Now, if Ruslan Hwang was indeed helping run some kind of drug ring upstairs while Mad Men was practicing in the basement, he’s working in a fairly long-standing tradition. Popular music has been linked to illegal drug us and organized crime for as long as we’ve been talking about popular music” as its own potential industry; read Hit Men, for example, or look at early 20th-century Seoul, where singers performed at nightclubs controlled by colonialist yakuza. Honestly, if Mad Men were working in the United States or western Europe they’d have just significantly increased their street cred. From former Yardbirds manager Simon Napier-Bell’s 2008 reminiscing: For a while I was producing records with Ray Singer and we went together to see the Roulette label, rumoured to be connected with the Mafia. People told us not to, but what the hell, we wanted all the work we could get and dealing with the Mafia sounded fun.”

But Mad Men and their peers aren’t working in the United States or western Europe, or Korea.
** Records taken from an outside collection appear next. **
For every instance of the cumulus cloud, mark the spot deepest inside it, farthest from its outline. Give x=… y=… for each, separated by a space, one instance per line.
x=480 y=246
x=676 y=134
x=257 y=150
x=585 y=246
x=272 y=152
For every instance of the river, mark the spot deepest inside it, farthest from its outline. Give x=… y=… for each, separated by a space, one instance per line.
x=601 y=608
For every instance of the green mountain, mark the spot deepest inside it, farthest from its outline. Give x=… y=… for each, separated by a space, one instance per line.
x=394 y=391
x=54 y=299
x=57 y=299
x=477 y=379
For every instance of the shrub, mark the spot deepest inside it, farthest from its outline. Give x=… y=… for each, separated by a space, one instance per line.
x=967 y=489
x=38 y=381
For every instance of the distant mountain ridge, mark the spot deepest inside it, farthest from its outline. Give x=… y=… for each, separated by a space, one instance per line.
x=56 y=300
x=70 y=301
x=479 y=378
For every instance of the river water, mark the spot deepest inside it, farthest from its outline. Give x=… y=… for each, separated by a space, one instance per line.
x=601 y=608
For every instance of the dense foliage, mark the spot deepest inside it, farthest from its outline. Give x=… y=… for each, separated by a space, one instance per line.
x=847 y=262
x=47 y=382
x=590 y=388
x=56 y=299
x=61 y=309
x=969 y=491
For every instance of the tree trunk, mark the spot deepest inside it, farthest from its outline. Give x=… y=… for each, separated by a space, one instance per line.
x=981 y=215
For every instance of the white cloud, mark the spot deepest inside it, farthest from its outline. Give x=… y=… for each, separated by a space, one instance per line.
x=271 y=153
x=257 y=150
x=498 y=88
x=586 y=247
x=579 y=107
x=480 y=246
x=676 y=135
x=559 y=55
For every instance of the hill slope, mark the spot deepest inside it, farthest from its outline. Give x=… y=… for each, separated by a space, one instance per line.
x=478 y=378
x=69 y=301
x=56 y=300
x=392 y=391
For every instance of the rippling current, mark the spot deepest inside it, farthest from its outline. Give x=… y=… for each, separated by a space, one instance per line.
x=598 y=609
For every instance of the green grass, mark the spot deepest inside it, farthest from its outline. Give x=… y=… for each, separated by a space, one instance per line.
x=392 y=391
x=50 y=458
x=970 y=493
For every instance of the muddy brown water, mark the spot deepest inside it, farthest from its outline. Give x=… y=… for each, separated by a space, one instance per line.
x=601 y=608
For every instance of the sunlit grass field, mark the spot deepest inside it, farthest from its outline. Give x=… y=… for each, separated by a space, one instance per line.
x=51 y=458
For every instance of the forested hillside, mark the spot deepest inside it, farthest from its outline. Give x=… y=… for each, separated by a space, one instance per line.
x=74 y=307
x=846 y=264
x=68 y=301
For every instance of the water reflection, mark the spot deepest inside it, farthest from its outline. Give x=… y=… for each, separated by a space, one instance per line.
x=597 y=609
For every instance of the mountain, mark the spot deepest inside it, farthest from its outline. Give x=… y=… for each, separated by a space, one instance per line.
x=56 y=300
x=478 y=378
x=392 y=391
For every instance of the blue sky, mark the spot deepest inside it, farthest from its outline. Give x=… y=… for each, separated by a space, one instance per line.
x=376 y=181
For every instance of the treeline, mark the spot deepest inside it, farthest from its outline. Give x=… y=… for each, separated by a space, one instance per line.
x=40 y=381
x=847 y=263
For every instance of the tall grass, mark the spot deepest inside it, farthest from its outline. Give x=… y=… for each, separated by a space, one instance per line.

They’re working in a country where their paths towards stability are extremely limited. They can’t get official state funding, and, for all the Nazarbayevean efforts to cover up long-standing kleptocracy with a business-friendly veneer, Q-pop performers just don’t have that many market-based options for making money. Whether or not some of them actually did turn to illegal methods of self-funding, they’re screwed. And I fear that yesterday’s news leaves them even more screwed.